If you have not done so already, check out my debut at Jacobin Magazine: Love Me, Ferguson, I’m A Liberal.

The South.

  1. Fayetteville, Arkansas has approved a non-discrimination measure that encompasses LGBTQ people in the city, reports the Arkansas Times. The vote was 6-2. Interestingly enough, the vast majority of Fayetteville residents that spoke were in favor of the measure (49 of 73), while most of the people who were from out of town were against the measure. Too bad for Michelle Duggar that she can only vote in her home of Tontitown, relegating her bigotry in Fayetteville to weak robocalls only.
  2. Katherine Helms Cummings at Rural and Progressive issues a Call to Action urging readers to call the Georgia General Assembly, Gov. Nathan Deal, and the Department of Community Health and tell them to make insurance more affordable for the state’s schoolteachers. This is, honestly, extraordinarily sad to see: people who give our children knowledge and context to the world they live in being unable to afford quality medical care for themselves. What kind of country do we live in?
  3. NC Policy Watch reports on the rulemaking hearings for fracking in the state at their Progressive Pulse blog. New worries about the fracking fluid and waste water has environmental campaigners concerned that the regulations will not go far enough to protect the state’s water supply. If you want a great documentary on this topic, check out GasLand and GasLand 2.
  4. Lisa Starbuck reports at KnoxViews about the controversy underway with regards to charter schools in Nashville, and their ability to, under a new state law, go around the school board and appeal directly to the state in asking for funds in the event of a rejection of their application to operate. Republicans are so united in their zeal to destroy public education that they would violate a key principle of their party’s ideology (handing control over public policy and administration to local authorities) in order to fulfill the wishes of their donors. It would be hilarious if it was not so sad.

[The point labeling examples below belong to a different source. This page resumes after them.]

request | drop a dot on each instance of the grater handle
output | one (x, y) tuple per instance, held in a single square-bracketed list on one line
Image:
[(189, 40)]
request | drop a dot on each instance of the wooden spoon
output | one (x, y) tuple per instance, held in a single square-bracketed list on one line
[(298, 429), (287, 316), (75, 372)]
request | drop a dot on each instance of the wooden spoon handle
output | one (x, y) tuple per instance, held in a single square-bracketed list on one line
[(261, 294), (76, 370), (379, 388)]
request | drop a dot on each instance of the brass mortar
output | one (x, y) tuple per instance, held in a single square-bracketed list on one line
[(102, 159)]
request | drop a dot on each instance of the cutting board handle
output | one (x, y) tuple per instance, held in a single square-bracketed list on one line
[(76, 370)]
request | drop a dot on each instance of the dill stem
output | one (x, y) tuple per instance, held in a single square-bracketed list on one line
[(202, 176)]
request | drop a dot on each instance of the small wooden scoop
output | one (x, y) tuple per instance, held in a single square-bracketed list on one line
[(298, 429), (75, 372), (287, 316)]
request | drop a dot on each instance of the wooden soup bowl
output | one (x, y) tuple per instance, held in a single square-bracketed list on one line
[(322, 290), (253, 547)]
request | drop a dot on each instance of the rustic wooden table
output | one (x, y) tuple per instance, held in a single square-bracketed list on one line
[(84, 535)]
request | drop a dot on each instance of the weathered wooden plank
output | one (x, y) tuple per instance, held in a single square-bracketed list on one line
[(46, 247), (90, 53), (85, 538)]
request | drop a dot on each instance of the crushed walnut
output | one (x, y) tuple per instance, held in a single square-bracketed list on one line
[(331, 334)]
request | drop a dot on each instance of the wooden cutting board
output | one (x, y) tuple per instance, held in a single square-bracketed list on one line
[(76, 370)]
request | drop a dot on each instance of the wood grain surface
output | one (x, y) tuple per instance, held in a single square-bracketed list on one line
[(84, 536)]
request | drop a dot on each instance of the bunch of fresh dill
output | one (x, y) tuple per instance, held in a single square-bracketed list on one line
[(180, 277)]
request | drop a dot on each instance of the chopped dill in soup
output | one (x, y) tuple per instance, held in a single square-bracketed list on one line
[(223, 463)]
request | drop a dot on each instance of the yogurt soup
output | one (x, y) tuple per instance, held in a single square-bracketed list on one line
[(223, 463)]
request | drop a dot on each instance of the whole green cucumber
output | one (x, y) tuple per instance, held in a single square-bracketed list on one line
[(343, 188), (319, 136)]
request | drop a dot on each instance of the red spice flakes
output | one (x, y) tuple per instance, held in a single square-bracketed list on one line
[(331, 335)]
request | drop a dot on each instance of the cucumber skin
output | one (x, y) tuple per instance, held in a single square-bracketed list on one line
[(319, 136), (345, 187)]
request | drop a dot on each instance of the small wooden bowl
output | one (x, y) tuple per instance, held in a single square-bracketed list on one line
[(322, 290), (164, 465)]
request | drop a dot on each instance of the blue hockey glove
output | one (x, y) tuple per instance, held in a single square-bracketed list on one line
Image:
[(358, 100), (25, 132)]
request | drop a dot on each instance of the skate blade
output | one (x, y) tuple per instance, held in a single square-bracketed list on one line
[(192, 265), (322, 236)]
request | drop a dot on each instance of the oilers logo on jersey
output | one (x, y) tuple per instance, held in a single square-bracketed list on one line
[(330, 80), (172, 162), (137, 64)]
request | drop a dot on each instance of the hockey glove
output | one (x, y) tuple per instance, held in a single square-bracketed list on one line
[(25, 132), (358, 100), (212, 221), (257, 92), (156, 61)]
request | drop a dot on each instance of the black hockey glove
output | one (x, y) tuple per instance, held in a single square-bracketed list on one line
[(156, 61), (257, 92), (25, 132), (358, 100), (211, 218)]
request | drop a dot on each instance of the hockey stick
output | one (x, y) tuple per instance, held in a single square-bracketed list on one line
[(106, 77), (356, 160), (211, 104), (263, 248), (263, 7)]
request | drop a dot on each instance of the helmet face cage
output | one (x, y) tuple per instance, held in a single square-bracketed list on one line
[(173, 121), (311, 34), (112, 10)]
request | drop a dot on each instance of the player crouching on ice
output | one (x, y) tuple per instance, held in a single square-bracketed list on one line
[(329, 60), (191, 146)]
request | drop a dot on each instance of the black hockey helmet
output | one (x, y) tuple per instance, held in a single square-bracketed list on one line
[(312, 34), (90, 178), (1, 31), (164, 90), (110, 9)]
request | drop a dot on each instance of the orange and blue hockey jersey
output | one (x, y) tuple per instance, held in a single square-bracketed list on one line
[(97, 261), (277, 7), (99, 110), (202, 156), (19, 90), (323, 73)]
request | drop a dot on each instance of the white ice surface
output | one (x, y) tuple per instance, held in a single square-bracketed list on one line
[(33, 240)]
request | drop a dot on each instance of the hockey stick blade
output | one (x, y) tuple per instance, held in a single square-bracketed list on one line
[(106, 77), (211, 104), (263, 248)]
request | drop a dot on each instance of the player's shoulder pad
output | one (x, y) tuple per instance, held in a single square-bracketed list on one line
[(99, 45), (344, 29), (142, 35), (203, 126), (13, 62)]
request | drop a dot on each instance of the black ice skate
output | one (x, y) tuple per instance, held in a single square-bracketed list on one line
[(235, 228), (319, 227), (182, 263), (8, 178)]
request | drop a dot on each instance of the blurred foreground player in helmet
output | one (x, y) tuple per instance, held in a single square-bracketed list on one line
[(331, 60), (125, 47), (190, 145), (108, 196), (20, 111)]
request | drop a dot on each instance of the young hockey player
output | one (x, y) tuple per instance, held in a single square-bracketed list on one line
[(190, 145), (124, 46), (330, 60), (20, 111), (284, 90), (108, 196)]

  1. Polls show a broadening racial divide in America. This report has been brought to by Duh Magazine The New York Times.

The World.

  1. The Venezuelan government is considering the implementation of a fingerprinting system for shoppers at the nation’s supermarkets, NPR reports. This is to prevent the smuggling of food out of the country into Colombia, where the smugglers sell the food at profit. It is sad that this is something that has to be done, but then it is also sad that capital would rather see people starve than to make a little less money. Up against that, it is worth it.
  2. Russian aid convoys have entered the Ukraine without official permission in order to deliver goods to people in the east of the country, reports The Christian Science Monitor. This crisis feels like the Space Mountain ride at Disneyland: nothing but darkness, and you keep rising higher and higher and higher, expecting a great drop, and it just never comes; rather it lets you down easy and gradually. Somehow I have a feeling that that is the projected ending.
  3. Over 1 million people have signed the petition supporting the Scottish government’s efforts to win independence from the United Kingdom in a vote this September, reports The Guardian. First Minister Alex Salmond, of the pro-independence Scottish National Party, predicted when the petition was unveiled in 2012 that if 1 million Scottish citizens signed it before the independence vote, it would prove that Scotland would vote yes in the referendum. I urge a Yes vote because I think that the Scottish will elect more progressive and leftist governments than the rest of the United Kingdom, but I do not know that this petition is some harbinger for the future. We can only hope at this point.